Like Fountains Abbey, though of a rather different nature, the industrial buildings and adjoining village of Saltaire, near Bradford (see both in Places), has been made a World Heritage Site. Built by Titus Salt, closed in 1986 and restored by the late Jonathan Silver, these factories are now recognised for their architectural and social significance. If I were put blindfold into Salt’s Mill I would know where I was from the smell, presumably of oil and wool though, I also like to think, of sweat and toil which characterises the place. It is well worth a visit. It is the industrial West Riding. Or rather what used to be the industrial West Riding.

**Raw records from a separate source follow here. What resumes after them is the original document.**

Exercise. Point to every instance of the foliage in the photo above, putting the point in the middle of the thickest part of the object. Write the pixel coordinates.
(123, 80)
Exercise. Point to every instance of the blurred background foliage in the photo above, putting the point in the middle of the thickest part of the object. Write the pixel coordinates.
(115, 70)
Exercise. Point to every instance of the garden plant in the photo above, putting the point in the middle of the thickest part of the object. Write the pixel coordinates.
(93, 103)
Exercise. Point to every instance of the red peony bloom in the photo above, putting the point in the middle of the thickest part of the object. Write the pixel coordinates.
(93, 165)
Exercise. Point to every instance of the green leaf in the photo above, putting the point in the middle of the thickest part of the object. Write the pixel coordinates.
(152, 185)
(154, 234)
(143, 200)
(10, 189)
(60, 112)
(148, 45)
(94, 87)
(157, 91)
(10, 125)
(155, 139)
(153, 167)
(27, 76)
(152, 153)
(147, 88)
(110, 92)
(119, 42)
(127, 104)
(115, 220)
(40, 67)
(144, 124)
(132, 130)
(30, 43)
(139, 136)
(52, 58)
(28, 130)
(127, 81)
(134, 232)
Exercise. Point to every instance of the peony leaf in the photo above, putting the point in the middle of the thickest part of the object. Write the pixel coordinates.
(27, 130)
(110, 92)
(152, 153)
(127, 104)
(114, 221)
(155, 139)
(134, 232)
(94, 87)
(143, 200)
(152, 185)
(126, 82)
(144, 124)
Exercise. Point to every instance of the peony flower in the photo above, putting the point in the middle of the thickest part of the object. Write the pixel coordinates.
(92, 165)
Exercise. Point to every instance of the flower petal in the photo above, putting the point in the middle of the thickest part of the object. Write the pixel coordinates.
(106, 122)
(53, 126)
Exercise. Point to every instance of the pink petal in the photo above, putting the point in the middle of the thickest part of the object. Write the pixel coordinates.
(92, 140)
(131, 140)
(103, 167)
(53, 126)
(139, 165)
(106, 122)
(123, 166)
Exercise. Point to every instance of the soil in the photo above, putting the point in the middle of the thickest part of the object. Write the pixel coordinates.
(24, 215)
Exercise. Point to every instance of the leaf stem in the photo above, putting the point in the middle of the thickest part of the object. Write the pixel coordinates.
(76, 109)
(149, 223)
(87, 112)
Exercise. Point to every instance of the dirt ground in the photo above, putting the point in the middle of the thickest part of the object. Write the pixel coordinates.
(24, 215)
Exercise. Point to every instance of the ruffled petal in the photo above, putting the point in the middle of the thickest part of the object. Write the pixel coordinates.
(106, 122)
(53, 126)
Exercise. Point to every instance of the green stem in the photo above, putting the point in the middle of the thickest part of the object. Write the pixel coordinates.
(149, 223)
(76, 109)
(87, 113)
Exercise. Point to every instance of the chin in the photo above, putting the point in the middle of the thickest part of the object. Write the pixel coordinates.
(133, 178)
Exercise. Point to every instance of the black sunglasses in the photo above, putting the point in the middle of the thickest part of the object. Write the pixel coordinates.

Stoodley Pike, near Mankinholes - what a splendid name - dominates the skyline between Hebden Bridge and Todmorden in the Pennines west of Halifax. It is a stone obelisk 120 feet high and was originally built in 1814 to commemorate the surrender of Paris to the Allies. Construction was suspended after Napoleon escaped from Elba but it was completed after the Battle of Waterloo.

 

It was struck by lightning and fell down at the moment war was declared on Russia in 1854. The present monument was built by James Green in 1856. Since then it has been used sometimes as a beacon but most of the time just stands in lonely isolation. Inside one can climb a dark winding staircase, avoiding the dead birds and occasional dead sheep, and view the surrounding landscape from the gallery.

 

Interested to learn more about Todmorden on Yorkshire’s western frontier, I looked it up on the internet and found information on the Knowhere Guide. The writer, I fear, only reinforced the view that the sophisticated metropolitans of Halifax have about the place. It definitely, he says, has a Royston Vasey feel about it. For years the Todmorden Triangle has been famous among UFO devotees as the location of a series of alien abductions. (I’m not making this up). He continues: ‘Last year someone broke into the town’s aquarium and left a giant fish in one of the tanks. A newspaper headline I remember from the early nineties is ‘Boy throws stone at duck’’.

      Stoodley Pike

 

From the Sunday Telegraph: ‘Police investigating the theft of an Amazon parrot from a house in Ross-on-Wye, Herefordshire, say the bird will be easily identifiable because it speaks with a broad Yorkshire accent’.